# [SOLVED] Substitution help...

• February 6th 2010, 07:48 PM
snaes
[SOLVED] Substitution help...
Hi, I just need help with taking the derivative of the substition factor. From there I can (hopefully) get the rest.

DE:
$x^3 \dfrac{dy}{dx} + x^2y+x=3e^{xy}$

Change of variable given in problem:
$z=e^{xy}$

Is this part right, usually the right side of this only has a $y$, so im not quite sure what to do. Thanks.
$\dfrac{d}{dx}[z=e^{xy}]$

$\dfrac{dz}{dx}=ye^{xy}\dfrac{dy}{dx}$
• February 6th 2010, 08:12 PM
dedust
Quote:

Originally Posted by snaes
Hi, I just need help with taking the derivative of the substition factor. From there I can (hopefully) get the rest.

DE:
$x^3 \dfrac{dy}{dx} + x^2y+x=3e^{xy}$

Change of variable given in problem:
$z=e^{xy}$

Is this part right, usually the right side of this only has a $y$, so im not quite sure what to do.
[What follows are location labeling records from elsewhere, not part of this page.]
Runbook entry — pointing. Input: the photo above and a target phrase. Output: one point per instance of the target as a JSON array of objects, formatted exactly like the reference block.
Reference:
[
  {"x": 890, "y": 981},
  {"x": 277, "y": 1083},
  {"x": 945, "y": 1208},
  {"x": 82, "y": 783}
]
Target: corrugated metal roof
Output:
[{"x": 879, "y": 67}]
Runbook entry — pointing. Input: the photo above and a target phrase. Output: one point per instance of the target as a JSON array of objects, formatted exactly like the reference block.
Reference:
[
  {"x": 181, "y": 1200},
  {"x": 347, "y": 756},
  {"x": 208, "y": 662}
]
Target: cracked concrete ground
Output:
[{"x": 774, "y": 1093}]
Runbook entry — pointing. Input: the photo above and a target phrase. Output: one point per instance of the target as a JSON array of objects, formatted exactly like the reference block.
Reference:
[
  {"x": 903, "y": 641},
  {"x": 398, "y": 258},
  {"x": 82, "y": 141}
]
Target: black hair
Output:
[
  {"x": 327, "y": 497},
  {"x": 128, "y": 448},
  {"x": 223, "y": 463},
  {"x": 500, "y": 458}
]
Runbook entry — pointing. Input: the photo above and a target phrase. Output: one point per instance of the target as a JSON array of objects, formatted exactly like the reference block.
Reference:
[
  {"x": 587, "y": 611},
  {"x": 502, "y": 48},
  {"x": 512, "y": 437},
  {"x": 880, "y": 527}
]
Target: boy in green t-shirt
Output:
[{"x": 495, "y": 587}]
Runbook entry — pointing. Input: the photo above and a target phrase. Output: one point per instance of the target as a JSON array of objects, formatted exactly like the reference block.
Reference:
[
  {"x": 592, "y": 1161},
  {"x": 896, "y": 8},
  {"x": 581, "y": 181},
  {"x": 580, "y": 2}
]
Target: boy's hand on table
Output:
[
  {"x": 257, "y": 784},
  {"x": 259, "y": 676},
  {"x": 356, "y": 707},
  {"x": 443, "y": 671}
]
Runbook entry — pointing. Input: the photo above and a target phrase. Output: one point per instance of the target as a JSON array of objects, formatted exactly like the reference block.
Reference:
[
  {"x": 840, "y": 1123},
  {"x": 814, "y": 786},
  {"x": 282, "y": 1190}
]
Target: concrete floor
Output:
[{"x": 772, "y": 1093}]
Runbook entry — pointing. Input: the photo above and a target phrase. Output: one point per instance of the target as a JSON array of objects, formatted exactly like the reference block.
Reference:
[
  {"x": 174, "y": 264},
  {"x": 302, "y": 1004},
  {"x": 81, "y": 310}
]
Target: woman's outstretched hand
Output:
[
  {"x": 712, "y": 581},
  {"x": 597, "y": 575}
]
Thanks.
$\dfrac{d}{dx}[z=e^{xy}]$

$\dfrac{dz}{dx}=ye^{xy}\dfrac{dy}{dx}$

if $z = e^{xy}$, then $\frac{dz}{dx} = e^{xy}\left(y + x\frac{dy}{dx}\right)$
• February 6th 2010, 08:15 PM
snaes
ahh
ahh with respect to both x and y.
THANKS!
• February 6th 2010, 09:17 PM
Prove It
Quote:

Originally Posted by snaes
ahh with respect to both x and y.
THANKS!

No, not with respect to both $x$ and $y$. Only with respect to $x$. But since $y$ is a function of $x$, you have to use the chain rule.

I.e. $z = e^{xy}$

Let $u = xy$ so that $z = e^u$.

$\frac{du}{dx} = x\frac{d}{dx}(y) + y\frac{d}{dx}(x)$

$= x\frac{dy}{dx} + y$.

$\frac{dz}{du} = e^u = e^{xy}$.

So $\frac{dz}{dx} = \left(x\frac{dy}{dx} + y\right)e^{xy}$.